Since, we already have the two planes, so the direction ratio of the planes is:
The direction ratio of the plane $8x-y-7z=8$ is:
$\Rightarrow \left( 8,-1,-7 \right)$
And the direction ratio of the plane $\Rightarrow x+y+z=1$ is:
$\Rightarrow \left( 1,1,1 \right)$
Since, the direction ratio of plane will be along to the direction ratio of line that is perpendicular to the line. So we will get two equations from the direction ratio as:
$\Rightarrow 8a-b-7c=0$ … $\left( v \right)$
And
$\Rightarrow a+b+c=0$ … $\left( vi \right)$
Now, we will use the equation $\left( v \right)$ and $\left( vi \right)$ to get the value of direction ratio of intersection line as:
$\Rightarrow \dfrac{a}{-1+7}=\dfrac{b}{8+7}=\dfrac{c}{-1-8}$
After solving the above equation we will get:
$\Rightarrow \dfrac{a}{6}=\dfrac{b}{15}=\dfrac{c}{-9}$
Since, we got the required value for getting the equation of the projection of line. Thus, the equation of the line of projection will be as:
$\Rightarrow \dfrac{x-{{x}_{1}}}{a}=\dfrac{y-{{y}_{1}}}{b}=\dfrac{z-{{z}_{1}}}{c}$
Now, we will apply the values as:
$\Rightarrow \dfrac{x-1}{6}=\dfrac{y-0}{15}=\dfrac{z-0}{-9}$
After solving the above equation, we will have:
$\Rightarrow \dfrac{x}{6}=\dfrac{y}{15}=\dfrac{z}{-9}$
Here, we will multiply by $3$ in above equation as:
$\Rightarrow 3\times \dfrac{x}{6}=3\times \dfrac{y}{15}=3\times \dfrac{z}{-9}$
Now, we will have the resultant equation as:
$\Rightarrow \dfrac{x}{2}=\dfrac{y}{5}=\dfrac{z}{-3}$
Hence, the equation of the projection of the line is $\dfrac{x}{2}=\dfrac{y}{5}=\dfrac{z}{-3}$ .

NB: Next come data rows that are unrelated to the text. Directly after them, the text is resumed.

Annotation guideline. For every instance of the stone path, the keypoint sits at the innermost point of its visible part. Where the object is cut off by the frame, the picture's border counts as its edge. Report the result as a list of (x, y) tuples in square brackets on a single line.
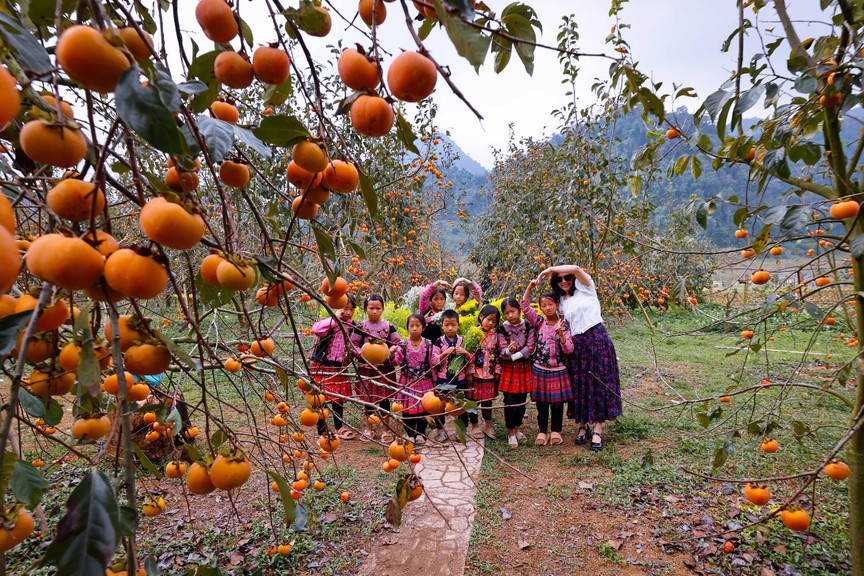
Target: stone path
[(425, 545)]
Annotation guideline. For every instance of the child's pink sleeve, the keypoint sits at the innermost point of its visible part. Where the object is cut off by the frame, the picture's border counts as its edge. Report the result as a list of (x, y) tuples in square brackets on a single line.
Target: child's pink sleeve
[(531, 315), (567, 343), (399, 355), (323, 326), (476, 292), (425, 296)]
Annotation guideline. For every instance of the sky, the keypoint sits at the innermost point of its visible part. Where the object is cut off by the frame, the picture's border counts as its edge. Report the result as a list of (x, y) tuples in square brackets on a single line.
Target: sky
[(673, 40)]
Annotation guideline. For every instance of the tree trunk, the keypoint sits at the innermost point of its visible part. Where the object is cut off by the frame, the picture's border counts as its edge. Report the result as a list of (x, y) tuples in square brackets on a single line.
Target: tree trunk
[(855, 448)]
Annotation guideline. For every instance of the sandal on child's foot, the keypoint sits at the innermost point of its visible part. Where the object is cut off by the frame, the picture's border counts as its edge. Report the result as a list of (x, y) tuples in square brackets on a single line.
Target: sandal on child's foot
[(597, 446), (582, 436)]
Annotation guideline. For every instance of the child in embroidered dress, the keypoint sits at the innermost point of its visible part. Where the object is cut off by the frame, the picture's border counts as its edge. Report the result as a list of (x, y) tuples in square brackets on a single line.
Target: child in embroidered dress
[(551, 388), (483, 373), (516, 342), (375, 384), (414, 355), (446, 348), (329, 359), (431, 304)]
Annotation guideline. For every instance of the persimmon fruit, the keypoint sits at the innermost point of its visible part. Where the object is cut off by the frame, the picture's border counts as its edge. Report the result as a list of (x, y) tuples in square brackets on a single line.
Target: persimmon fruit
[(52, 144), (233, 70), (90, 59), (357, 71), (216, 20), (171, 224), (271, 65), (371, 116), (411, 77)]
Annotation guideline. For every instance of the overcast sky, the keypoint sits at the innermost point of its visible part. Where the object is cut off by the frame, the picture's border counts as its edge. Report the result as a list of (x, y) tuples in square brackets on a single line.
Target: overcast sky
[(674, 40)]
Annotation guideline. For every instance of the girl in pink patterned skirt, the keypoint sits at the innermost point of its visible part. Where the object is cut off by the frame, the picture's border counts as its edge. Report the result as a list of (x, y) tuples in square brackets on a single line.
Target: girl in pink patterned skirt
[(414, 355)]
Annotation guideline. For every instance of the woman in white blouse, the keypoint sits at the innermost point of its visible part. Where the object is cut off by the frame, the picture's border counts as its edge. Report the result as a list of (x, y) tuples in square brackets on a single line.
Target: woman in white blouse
[(593, 365)]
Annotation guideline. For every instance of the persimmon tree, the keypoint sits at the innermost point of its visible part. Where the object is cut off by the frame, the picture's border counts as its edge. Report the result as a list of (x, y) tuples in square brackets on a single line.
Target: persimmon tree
[(152, 179), (809, 90)]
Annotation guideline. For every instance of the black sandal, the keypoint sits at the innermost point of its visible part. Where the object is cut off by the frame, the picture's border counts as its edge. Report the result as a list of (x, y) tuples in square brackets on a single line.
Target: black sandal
[(596, 446), (582, 436)]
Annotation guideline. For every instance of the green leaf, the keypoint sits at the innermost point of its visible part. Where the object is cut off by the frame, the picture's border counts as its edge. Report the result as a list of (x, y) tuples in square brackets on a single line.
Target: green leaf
[(89, 532), (461, 430), (218, 136), (301, 517), (212, 296), (405, 133), (218, 438), (192, 87), (369, 195), (289, 506), (28, 485), (202, 68), (469, 42), (856, 247), (10, 328), (426, 28), (762, 238), (145, 461), (33, 405), (393, 513), (247, 137), (276, 95), (26, 49), (281, 130), (178, 351), (128, 521), (681, 165), (54, 413), (143, 110)]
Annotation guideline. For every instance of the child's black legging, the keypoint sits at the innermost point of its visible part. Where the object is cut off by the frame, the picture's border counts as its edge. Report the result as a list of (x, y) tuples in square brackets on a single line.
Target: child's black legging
[(543, 409), (485, 409), (514, 409), (415, 424), (338, 411)]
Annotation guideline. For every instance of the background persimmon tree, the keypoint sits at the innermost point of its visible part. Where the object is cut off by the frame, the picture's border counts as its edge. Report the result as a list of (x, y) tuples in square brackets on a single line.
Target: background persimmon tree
[(809, 90), (118, 92)]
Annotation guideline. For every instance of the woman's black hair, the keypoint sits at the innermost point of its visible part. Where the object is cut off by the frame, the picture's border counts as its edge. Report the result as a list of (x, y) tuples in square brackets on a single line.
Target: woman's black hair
[(466, 287), (416, 316), (488, 310), (556, 288), (373, 298), (552, 295)]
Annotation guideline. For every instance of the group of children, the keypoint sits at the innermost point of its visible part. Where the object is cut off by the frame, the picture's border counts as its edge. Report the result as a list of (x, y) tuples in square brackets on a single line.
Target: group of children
[(525, 354)]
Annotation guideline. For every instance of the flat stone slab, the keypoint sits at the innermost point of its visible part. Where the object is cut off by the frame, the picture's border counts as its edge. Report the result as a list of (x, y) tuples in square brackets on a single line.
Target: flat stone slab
[(433, 538)]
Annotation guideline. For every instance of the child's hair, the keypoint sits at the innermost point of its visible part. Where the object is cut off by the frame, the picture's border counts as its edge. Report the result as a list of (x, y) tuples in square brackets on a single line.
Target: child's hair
[(373, 298), (449, 315), (489, 310), (556, 287), (554, 296), (465, 286)]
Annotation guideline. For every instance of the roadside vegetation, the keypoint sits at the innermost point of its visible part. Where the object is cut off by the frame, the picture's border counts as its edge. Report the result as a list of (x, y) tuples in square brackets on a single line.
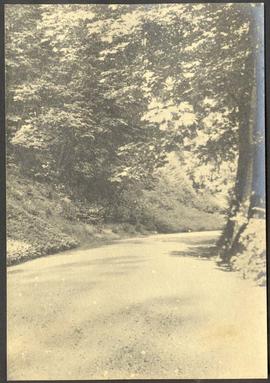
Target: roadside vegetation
[(141, 117)]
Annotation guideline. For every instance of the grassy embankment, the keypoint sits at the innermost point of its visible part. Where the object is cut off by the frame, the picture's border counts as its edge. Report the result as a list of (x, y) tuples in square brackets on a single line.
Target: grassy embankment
[(42, 220)]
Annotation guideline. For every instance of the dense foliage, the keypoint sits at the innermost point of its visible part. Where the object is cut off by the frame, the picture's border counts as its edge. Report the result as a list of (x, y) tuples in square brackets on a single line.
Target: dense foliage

Note: Here, we need to take care of the calculation for direction ratio according to the relation between line and the normal of the plane. We can understand it as:
Here is the diagram that shows the line and the normal of the plane:

Since, the normal of the line is $\hat{n}$ and the direction ratio of the line is $\hat{r}$ in vector form. So,
$\Rightarrow \hat{r}\times \hat{n}=0$
In Cartesian form –
$\Rightarrow {{a}_{1}}{{a}_{2}}+{{b}_{1}}{{b}_{2}}+{{c}_{1}}{{c}_{2}}=0$
We will apply this formula for both the given equation and get the value of direction ratio of line.